Newsletter: February 2024

The end of the tax year is swiftly approaching making it an opportune moment to assess not only the available tax allowances, but also to give your overall financial picture a thorough spring cleaning.

In recent budgets, several crucial changes have been made to certain allowances, necessitating a nuanced understanding of their interactions with each other, and their implications for your broader financial strategy. It’s particularly critical to note that some allowances have diminished in the current tax year with further reductions slated for 2024/25.

Conversely, notable adjustments have been made to pension allowances, and in this article, we’ll delve into the implications of these in the context of financial planning.

The Capital Gains Tax Allowance stood at £12,300 in the 2022/23 tax year, dropping to £6,000 at the beginning of the current tax year, and is set to decrease further to £3,000 in 2024/25. This reduction means a diminished capacity to sell appreciating assets before CGT becomes payable.

Assets such as investment funds and direct shareholdings commonly attract CGT, especially when not held within a tax wrapper. As investment funds are often liquidated to fund an ISA contribution, the lower CGT allowance complicates the maximisation of the £20,000 ISA allowance.

If sufficient allowance is available, it could be useful to sell some assets in the current year to deal with the lower allowance in the new tax year, as unused allowance cannot be carried forward.

The dividend allowance is also reducing in the new tax year from £1,000 to £500, so any dividend income is more likely to attract income tax in the new tax year. This is relevant for shareholdings you may have.

With interest rates at a 15-year high, individuals holding cash on deposit may surpass the savings allowance (£1,000 for basic rate taxpayers and £500 for higher rates). Cash held within a Cash ISA is income tax free, emphasising the importance of structuring cash holdings appropriately.

The Annual Allowance increased to £60,000 in 2023/24, a significant rise from the £40,000 in place since 2014/15. This, coupled with the abolition of the Lifetime Allowance, makes pension contributions more attractive than ever. Leveraging this can be a strategic planning tool, potentially reclaiming your personal allowance for those earning over £100,000 or offsetting child allowance for those earning between £50,000 and £60,000.

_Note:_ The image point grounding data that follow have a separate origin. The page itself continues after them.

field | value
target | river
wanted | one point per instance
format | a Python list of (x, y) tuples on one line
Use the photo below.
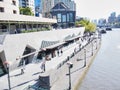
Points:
[(104, 73)]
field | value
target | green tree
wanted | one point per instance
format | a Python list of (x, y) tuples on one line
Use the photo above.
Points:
[(26, 11)]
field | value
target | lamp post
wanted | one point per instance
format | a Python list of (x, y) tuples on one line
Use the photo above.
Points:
[(84, 57), (70, 65), (8, 72), (92, 48)]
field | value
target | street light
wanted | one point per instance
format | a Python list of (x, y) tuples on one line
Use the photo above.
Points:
[(92, 48), (84, 57), (70, 65), (8, 72)]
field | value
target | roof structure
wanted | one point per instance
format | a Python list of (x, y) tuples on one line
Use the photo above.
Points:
[(24, 18)]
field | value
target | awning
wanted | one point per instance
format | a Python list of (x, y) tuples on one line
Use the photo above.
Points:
[(45, 44), (55, 45), (72, 38)]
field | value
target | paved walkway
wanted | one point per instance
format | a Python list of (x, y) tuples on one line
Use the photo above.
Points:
[(32, 72)]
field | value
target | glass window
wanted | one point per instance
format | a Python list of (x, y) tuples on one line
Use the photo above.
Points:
[(64, 18)]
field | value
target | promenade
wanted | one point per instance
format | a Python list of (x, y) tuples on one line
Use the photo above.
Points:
[(33, 70)]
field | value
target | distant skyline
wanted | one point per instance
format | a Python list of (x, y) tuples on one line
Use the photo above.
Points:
[(96, 9)]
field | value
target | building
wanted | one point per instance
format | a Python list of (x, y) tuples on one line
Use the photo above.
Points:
[(9, 6), (46, 7), (70, 4), (64, 15), (11, 21), (28, 3), (38, 8), (112, 18)]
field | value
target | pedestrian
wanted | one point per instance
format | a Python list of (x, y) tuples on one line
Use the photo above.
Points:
[(61, 52), (58, 52), (43, 65)]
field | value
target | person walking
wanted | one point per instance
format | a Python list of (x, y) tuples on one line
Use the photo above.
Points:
[(43, 65)]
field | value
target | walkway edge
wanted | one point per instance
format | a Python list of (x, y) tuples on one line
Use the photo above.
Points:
[(76, 87)]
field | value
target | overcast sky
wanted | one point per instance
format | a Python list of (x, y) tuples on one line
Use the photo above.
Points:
[(95, 9)]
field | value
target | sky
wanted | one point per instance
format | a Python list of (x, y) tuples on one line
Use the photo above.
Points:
[(96, 9)]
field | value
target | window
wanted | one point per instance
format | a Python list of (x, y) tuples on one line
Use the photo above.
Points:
[(71, 17), (14, 12), (64, 18), (1, 9), (13, 2)]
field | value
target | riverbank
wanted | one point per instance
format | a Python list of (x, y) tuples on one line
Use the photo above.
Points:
[(58, 77), (79, 70)]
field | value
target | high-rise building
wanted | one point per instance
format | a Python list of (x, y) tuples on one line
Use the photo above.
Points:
[(28, 3), (46, 7), (112, 18), (69, 3), (9, 6), (38, 8)]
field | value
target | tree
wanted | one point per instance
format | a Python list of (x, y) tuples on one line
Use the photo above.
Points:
[(26, 11)]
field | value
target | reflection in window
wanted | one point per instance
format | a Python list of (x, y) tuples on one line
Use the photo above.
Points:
[(64, 18), (1, 9), (59, 17)]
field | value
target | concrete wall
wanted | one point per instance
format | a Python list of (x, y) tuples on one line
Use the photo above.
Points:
[(14, 45)]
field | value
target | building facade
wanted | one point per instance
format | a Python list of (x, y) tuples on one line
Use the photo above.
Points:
[(9, 6), (28, 3), (46, 7), (64, 15), (30, 47)]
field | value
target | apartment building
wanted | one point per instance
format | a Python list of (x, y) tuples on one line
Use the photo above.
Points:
[(9, 6), (28, 3)]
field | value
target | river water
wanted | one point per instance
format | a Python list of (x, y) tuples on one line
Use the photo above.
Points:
[(104, 73)]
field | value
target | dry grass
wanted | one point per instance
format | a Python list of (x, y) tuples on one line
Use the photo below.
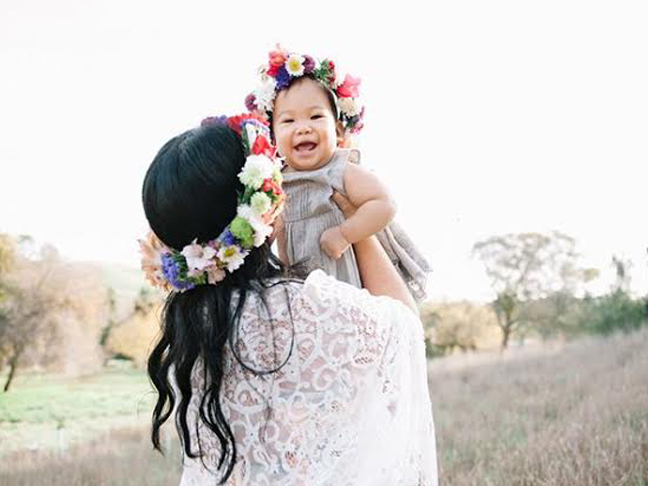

Pension contributions can also be a useful way of getting money out of a company too where the employer makes a pension contribution and claims relief against Corporation Tax.

For those who were previously close to, or over, the Lifetime Allowance, or had Annual Allowance issues, pension contributions are certainly an option again. This, coupled with the ability to pass money down the generations outside of your estate, means a revisit of your pension plans to make sure you have the right type of pension contract may be worthwhile.

For anyone who isn’t maximising their pension contributions, it is possible to go back three tax years and carry forward any unused allowance. This is subject to maximising the current year’s allowance first, and having sufficient earnings to allow a sizeable contribution.

ISAs have already been mentioned, but just to reconfirm, there are a number of different forms of ISA.

Cash and Stock & Shares are the most common and there is a combined limit of £20,000 and this can be split across the two.

Junior ISAs can be opened by a parent for their children under 18. The limit is £9,000.

There is also a Lifetime ISA for those between 18 and 39. This type of ISA is designed for those saving for a house primarily, but can also be used for retirement savings. There is a government bonus of 25% added to each payment. There are, however, strict rules and penalties for taking money apart from the scenarios mentioned.

As the year concludes, contemplating gifting money out of your estate becomes pertinent if Inheritance Tax is a concern. This could involve leveraging annual gifting allowances, or making contributions for ISAs or pensions for other family members. It’s important to note that such contributions must come from surplus income, and one cannot compromise your standard of living to do so.